Cold Repair of Orthotropic Steel Decks using Carbon Fiber-Reinforced Polymer

Abstract

Orthotropic steel decks (OSDs) offer structural advantages but are highly sensitive to fatigue cracking, mainly initiated from trough-to-deck plate welds at the intersection between the trough and crossbeam. To mitigate existing fatigue cracks, a high strength concrete (HSC) overlay repair method was developed, which addresses two types of fatigue cracks but does not completely prevent root-weld crack propagation. To avoid damaging the HSC overlay by applying heating in traditional repair methods, the ‘Cold Repair’ method was developed, using a steel angle adhered to the trough-to-deck plate exterior. Recent studies suggest increased effectiveness with a carbon fiber-reinforced polymer (CFRP) angle, created by vacuum infusing carbon fiber fabrics with epoxy reason onto the OSD. However, limited knowledge exists on he use of fiber-reinforced polymer (FRP) to strengthen OSDs and control root crack growth in these weld details. This presents challenges in understanding its behaviour, material properties and design.

This study investigates CFRP-steel adhesive joints through experimental and numerical analyses. Thick-adherend shear tests (TASTs) were conducted to study the adhesive bond’s shear strength, and the failure mechanisms of these adhesive joints subjected to shear loading. Component-level three-point bending tests evaluated bond behaviour under bending loads and the structural performance of OSD strip components strengthened with a CFRP angle. Finite element (FE) models were developed to simulate the adhesive FRP-steel joint, employing both linear tied and non-linear tie-break interface conditions. Experimental and numerical results were compared to assess the FE models’ accuracy.

A comparative analysis was also performed between a full-bridge model, provided by supervising company Arup, and the component-level model developed in this thesis. Significant differences in boundary conditions, loading conditions, element formulation, and the scaling of global dimensions (apart from thicknesses) complicated precise comparisons. The component-level model used tie-break interface conditions to model adhesive interface failure, whereas the full-bridge model employed tied interface conditions, which limited its ability to predict failure.

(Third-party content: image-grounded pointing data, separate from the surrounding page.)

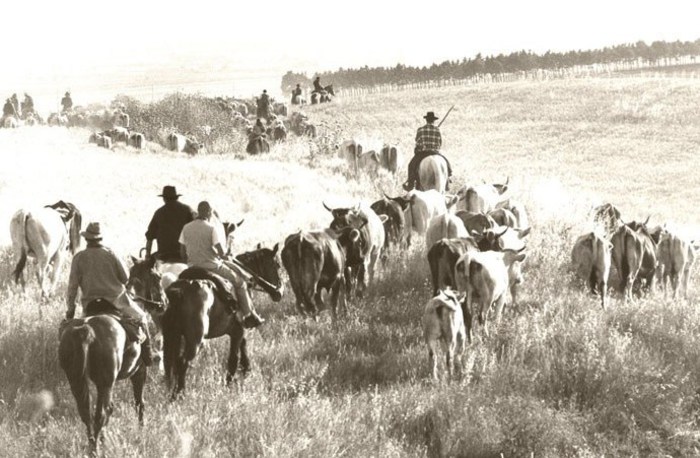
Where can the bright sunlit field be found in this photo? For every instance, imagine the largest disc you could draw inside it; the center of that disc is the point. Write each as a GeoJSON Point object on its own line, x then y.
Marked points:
{"type": "Point", "coordinates": [559, 377]}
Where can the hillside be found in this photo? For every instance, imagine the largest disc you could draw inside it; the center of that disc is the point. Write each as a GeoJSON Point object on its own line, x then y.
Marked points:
{"type": "Point", "coordinates": [560, 377]}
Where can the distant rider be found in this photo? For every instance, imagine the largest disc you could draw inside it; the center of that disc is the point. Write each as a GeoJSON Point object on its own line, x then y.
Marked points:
{"type": "Point", "coordinates": [428, 142]}
{"type": "Point", "coordinates": [99, 274]}
{"type": "Point", "coordinates": [67, 102]}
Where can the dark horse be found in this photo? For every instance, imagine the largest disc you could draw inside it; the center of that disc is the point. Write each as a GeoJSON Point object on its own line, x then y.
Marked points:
{"type": "Point", "coordinates": [323, 96]}
{"type": "Point", "coordinates": [96, 348]}
{"type": "Point", "coordinates": [257, 145]}
{"type": "Point", "coordinates": [196, 313]}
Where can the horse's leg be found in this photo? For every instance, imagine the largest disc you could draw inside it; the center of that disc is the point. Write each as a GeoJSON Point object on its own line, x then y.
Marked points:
{"type": "Point", "coordinates": [236, 336]}
{"type": "Point", "coordinates": [138, 381]}
{"type": "Point", "coordinates": [57, 261]}
{"type": "Point", "coordinates": [244, 361]}
{"type": "Point", "coordinates": [103, 409]}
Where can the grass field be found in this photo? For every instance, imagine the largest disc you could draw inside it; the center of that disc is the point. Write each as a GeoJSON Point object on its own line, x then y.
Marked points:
{"type": "Point", "coordinates": [559, 377]}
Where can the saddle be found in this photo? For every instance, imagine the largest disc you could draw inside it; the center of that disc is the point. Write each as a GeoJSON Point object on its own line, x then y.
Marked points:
{"type": "Point", "coordinates": [133, 330]}
{"type": "Point", "coordinates": [222, 287]}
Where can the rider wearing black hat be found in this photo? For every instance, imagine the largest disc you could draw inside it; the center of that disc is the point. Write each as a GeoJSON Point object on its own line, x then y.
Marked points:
{"type": "Point", "coordinates": [428, 142]}
{"type": "Point", "coordinates": [166, 225]}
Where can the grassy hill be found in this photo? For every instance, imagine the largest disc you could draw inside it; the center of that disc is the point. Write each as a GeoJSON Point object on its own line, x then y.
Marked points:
{"type": "Point", "coordinates": [559, 377]}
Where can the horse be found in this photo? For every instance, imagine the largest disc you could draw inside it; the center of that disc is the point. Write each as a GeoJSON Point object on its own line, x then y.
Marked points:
{"type": "Point", "coordinates": [95, 348]}
{"type": "Point", "coordinates": [44, 234]}
{"type": "Point", "coordinates": [322, 96]}
{"type": "Point", "coordinates": [432, 171]}
{"type": "Point", "coordinates": [258, 145]}
{"type": "Point", "coordinates": [196, 313]}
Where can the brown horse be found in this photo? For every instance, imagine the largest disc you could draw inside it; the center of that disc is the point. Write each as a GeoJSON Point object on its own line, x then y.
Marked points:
{"type": "Point", "coordinates": [96, 348]}
{"type": "Point", "coordinates": [197, 313]}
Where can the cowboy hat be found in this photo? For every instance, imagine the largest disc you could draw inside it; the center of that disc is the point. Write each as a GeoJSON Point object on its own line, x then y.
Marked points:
{"type": "Point", "coordinates": [92, 232]}
{"type": "Point", "coordinates": [169, 192]}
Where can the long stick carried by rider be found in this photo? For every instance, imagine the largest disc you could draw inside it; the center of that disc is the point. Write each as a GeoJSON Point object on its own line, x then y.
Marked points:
{"type": "Point", "coordinates": [446, 115]}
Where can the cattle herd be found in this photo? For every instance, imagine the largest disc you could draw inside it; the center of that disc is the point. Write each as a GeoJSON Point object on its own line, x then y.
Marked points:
{"type": "Point", "coordinates": [475, 243]}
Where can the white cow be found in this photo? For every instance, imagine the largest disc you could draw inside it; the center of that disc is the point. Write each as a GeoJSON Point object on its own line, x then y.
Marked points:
{"type": "Point", "coordinates": [443, 322]}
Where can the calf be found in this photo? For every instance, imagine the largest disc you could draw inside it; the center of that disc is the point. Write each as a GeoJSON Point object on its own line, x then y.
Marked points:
{"type": "Point", "coordinates": [481, 198]}
{"type": "Point", "coordinates": [371, 227]}
{"type": "Point", "coordinates": [395, 223]}
{"type": "Point", "coordinates": [488, 276]}
{"type": "Point", "coordinates": [591, 258]}
{"type": "Point", "coordinates": [444, 226]}
{"type": "Point", "coordinates": [634, 256]}
{"type": "Point", "coordinates": [476, 222]}
{"type": "Point", "coordinates": [443, 322]}
{"type": "Point", "coordinates": [137, 140]}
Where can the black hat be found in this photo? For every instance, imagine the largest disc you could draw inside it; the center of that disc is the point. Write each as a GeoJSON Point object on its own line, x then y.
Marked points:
{"type": "Point", "coordinates": [169, 192]}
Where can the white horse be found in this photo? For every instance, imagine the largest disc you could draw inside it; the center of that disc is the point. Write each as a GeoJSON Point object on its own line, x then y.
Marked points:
{"type": "Point", "coordinates": [44, 235]}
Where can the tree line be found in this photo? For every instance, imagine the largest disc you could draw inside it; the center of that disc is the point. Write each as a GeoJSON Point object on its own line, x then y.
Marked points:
{"type": "Point", "coordinates": [501, 63]}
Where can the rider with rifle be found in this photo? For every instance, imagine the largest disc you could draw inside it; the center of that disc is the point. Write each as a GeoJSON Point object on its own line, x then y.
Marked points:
{"type": "Point", "coordinates": [428, 142]}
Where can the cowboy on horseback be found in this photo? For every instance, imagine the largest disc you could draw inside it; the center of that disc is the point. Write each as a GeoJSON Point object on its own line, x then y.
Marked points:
{"type": "Point", "coordinates": [166, 225]}
{"type": "Point", "coordinates": [202, 246]}
{"type": "Point", "coordinates": [428, 142]}
{"type": "Point", "coordinates": [101, 275]}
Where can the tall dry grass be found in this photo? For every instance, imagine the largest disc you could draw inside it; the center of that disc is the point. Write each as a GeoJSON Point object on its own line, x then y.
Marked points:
{"type": "Point", "coordinates": [558, 377]}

TASTs results identified debonding between steel and primer -applied to enhance the adherend-adhesive bond- as the primary failure mode. In four samples, this debonding occurred alongside delamination of the first glass-fiber layer. The design value of the average shear bond strength was determined to be 5.42 kN. Component-level three-point bending tests consistently showed crack initiation at the outer edge of the horizontal adhesive bond at a load level of around 82 kN. Crack initiation was followed by linear behaviour up to the onset of yielding of the deck plate, after which full debonding of the horizontal leg of the Cold Repair occurred at an average load of 110 kN.

Numerical studies revealed that linear numerical modelling provides a sufficient approach to model the Cold Repair method up to the point of failure. Developed non-linear numerical models do not contribute to additional reliability of the Cold Repair method, as they were unable to accurately match observed failure behaviour and because adhesive bond failure occurs suddenly. Nonetheless, the additional capacity observed in component strips suggests that non-linear numerical modelling could extend the capacity of the Cold Repair method if its design allows for damage. To improve the accuracy of adhesive bond failure modelling, further experiments, including fracture mechanics tests, are recommended to determine essential adhesive properties, such as fracture toughness.